Madurai–Delhi confrontation
| Date | c. 1337 |
| Location | Pandya Nadu |
| Result | Madurai victory Delhi recognises independence of Madurai; |

Belligerents
- Madurai Sultanate: Delhi Sultanate

Commanders and leaders
- Jalaluddin Ahsan Khan: Muhammad bin Tughluq

= Madurai–Delhi confrontation =

14th-century military confrontation between Madurai Sultanate and Delhi Sultanate

Madurai–Delhi confrontation (Note: Persian: ) was a failed military campaign by Muhammad bin Tughluq of the Delhi Sultanate to suppress the rebellion and reconquer the Ma'bar province (southern Tamil region, centered on Madurai), which had declared independence under Jalaluddin Ahsan Khan in 1335 CE, establishing the short-lived Madurai Sultanate (also called the Ma'bar Sultanate).

==Background==
Following the Delhi Sultanate's earlier southern expansions under Alauddin Khalji (Malik Kafur's raids, 1310–1311) and Ghiyath al-Din Tughluq (Ulugh Khan's annexation of Ma'bar, 1323), the region was incorporated as the province of Ma'bar. In 1325, Ulugh Khan ascended as Muhammad bin Tughluq. During the early reign of Muhammad bin Tughlaq, the Delhi Sultanate reached its greatest territorial extent, stretching from the Himalayas to the tip of South India.
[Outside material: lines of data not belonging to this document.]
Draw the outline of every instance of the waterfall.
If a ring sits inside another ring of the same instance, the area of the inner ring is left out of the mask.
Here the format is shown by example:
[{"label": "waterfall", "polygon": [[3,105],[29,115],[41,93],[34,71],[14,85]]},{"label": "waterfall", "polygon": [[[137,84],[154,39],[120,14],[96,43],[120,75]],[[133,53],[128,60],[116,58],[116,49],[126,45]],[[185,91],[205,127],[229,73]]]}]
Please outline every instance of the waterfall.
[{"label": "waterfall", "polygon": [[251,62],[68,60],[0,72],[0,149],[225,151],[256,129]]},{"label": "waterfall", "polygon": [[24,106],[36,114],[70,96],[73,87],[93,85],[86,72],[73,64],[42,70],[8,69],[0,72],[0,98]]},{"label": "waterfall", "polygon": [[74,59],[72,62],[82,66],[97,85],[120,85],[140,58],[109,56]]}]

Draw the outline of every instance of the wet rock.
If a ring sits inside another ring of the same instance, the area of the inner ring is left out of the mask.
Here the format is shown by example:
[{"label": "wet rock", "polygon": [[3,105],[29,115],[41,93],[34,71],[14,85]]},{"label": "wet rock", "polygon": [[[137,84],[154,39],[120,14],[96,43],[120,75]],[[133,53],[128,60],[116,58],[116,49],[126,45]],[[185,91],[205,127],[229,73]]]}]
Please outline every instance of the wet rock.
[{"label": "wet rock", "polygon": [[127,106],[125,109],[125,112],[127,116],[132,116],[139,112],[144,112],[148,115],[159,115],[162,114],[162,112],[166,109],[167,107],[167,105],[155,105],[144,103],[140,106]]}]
In 1335, Jalaluddin Ahsan Khan, the governor of the province of Ma'bar (with its capital at Madurai ruling Tiruchirappalli and parts of South Arcot), declared independence. He struck coins in his own name and stopped sending tribute to Delhi, betting on the fact that Madurai was the most distant province from the Sultan's reach amid widespread rebellions triggered by Muhammad bin Tughluq's unpopular policies such as the forced capital shift to Daulatabad and the introduction of token money.

==Campaign==
Muhammad bin Tughlaq reacted with characteristic fury. He mobilized a massive imperial army and marched south from Delhi to crush the rebellion personally. The Sultan reached the Deccan (Daulatabad) with relative ease, intending to use it as a base of operations for the invasion of the far south. As the imperial army moved further south toward the Krishna River in Warangal and Bidar, a devastating bubonic plague (often referred to in Persian sources as waba) broke out within the ranks. The epidemic decimated the Sultan's elite cavalry and officers. Contemporary chronicler Ibn Battuta (who was Ahsan Khan's son-in-law but stayed at the Delhi court at the time) notes that the Sultan himself fell ill.

Jalaluddin Ahsan Khan's forces defeated the remaining or pursuing Delhi troops, preventing reconquest. Unable to maintain a fighting force due to the disease and facing additional rebellions in Bengal and the Doab, Muhammad bin Tughlaq was forced to abandon the campaign in 1337. He retreated to Delhi, leaving the southern provinces to their fate.

==Aftermath==
Jalaluddin Ahsan Khan took this opportunity to consolidate his power, effectively winning the war by default. Within a decade, the Vijayanagara Empire (1336) and the Bahmani Sultanate (1347) would emerge, permanently ending Delhi's hegemony in the south. The Delhi Sultanate never again managed to exert direct control over the far south of the Indian peninsula.

The Madurai Sultanate established by Ahsan Khan lasted only until 1378, when it was eventually conquered by the rising power of the Vijayanagara Empire.